ATACgraph is available through both the browser-based interface and the standalone version for command-line usage. On the browser-based interface, an aligned ATAC-seq BAM file and gene annotation file are uploaded on the Galaxy platform as corresponding inputs. The Galaxy installation tutorial can be accessed via https://hub.docker.com/r/lsbnb/galaxy_atacgraph. To simplify the scenarios of various analyses that users may execute, we have constructed several built-in workflows into the Galaxy platform (Supplementary Figure S1). In the standalone version, ATACgraph can be executed in the local Unix/Linux environment, and the tutorial is provided at the GitHub repository¹.

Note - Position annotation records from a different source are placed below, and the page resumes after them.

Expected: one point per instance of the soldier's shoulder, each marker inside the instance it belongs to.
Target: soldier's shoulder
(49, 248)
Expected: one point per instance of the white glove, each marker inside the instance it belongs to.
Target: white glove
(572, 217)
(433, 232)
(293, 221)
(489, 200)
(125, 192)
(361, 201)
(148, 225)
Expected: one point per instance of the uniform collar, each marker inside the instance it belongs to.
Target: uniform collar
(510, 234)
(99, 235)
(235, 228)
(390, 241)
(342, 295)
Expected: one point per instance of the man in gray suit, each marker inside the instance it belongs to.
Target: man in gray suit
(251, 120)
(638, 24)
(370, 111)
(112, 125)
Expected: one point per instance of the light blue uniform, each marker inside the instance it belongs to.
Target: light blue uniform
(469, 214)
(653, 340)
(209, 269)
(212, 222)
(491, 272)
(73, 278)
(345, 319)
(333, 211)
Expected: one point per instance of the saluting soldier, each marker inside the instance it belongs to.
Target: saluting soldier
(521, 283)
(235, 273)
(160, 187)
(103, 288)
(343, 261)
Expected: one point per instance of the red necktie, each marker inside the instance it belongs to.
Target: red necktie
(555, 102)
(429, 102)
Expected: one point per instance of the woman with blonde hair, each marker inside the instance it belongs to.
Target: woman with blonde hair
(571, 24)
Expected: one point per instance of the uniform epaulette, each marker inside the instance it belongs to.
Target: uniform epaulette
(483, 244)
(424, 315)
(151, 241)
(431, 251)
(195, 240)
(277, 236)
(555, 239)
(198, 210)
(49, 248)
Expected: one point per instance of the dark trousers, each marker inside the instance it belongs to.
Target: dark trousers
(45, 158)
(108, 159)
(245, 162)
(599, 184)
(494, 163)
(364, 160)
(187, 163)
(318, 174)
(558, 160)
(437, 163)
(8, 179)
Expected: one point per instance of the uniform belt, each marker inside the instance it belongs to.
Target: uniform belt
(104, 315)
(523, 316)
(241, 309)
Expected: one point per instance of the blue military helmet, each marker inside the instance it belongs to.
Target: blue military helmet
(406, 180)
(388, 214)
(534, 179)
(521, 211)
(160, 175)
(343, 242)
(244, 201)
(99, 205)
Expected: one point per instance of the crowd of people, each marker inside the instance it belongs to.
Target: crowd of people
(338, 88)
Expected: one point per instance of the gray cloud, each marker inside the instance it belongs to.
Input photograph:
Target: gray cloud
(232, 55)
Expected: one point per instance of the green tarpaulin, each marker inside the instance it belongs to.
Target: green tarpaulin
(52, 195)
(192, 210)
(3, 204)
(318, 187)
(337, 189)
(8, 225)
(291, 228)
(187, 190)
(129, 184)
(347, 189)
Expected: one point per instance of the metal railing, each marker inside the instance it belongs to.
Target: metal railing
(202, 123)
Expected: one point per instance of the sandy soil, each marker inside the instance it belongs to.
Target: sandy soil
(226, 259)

Demonstration of ATACgraph With Human Data

To demonstrate ATACgraph on real data, we downloaded ATAC-seq data of wild-type (WT) and trim28-mutant human embryonic stem cells (hESCs) (Tao et al., 2018) (GSE99215), both of which have two biological replicates. Raw reads of ATAC-seq were mapped to human hg19 reference genome with Bowtie2 (Langmead and Salzberg, 2012), and the mapping commands are shown in Supplementary Table S3. Furthermore, the output BAM files were loaded into ATACgraph for processing. Duplicated reads and reads aligned to mitochondrial/plastid DNA are removed. ATACgraph generates a figure of the DNA fragment length distribution and computed the periodicity in the fragment length distribution with the FFT algorithm. The distribution figure of hESC ATAC-seq data exhibits a sharp peak at <150 bp (NFR) and three peaks at >150 bp that represent mono-nucleosomes, di-nucleosomes, and tri-nucleosomes (Figure 2A). The FFT analysis computed that the period of the fragment length distribution was approximately 190 bp (Figure 2B). To evaluate the quality of the ATAC-seq peaks, ATACgraph generated a heatmap and a metaplot for representing the ATAC-seq abundance near the peak regions (Figure 2C), which was enriched at the center of the predicted peak locations. The metaplot of the peaks (Figure 2E) also displayed a clear signal enriched at the center of the peak locations. The same analysis was applied to investigate the chromatin accessibility around coding genes. ATACgraph analyzes the ATAC-seq abundance in the gene body as well as the flanking regions. The accessibility of a whole gene set is displayed as a heatmap in which the rows are the genes ranked from high to low chromatin accessibility and the colors are coded based on ATAC-seq abundance (Figure 2D). The accessible regions are located before the transcription start sites (TSSs) in two-thirds of the genes, and no accessible regions are found within the gene bodies. Furthermore, the ATAC-seq abundance is clearly enriched at promoters close to TSSs, depleted in the gene body, and slightly enriched after the transcription end sites (TESs) (Figure 2F).

FIGURE 2

Figure 2. ATAC-seq data-specific analyses generated by ATACgraph. (A) ATAC-seq fragment length distribution of human embryonic stem cell (hESC) samples. Histogram shows periodicity signal of nucleosomes. (B) The period of fragment length distribution using fast Fourier transform (FFT) algorithm. Heatmaps show accessibility around ATAC-seq peaks (C) and whole genes (D) of trim28 mutant ATAC-seq reads in profile map. Metaplots show the abundance around ATAC-seq peaks (E) or genes (F). (G) Fold enrichment of trim28 mutant accessible regions on genomic regions (promoter, gene-body, exon, intron, 5′UTR, CDS, 3′UTR, and IGR). TSS, transcription start site; TES, transcriptome end sites.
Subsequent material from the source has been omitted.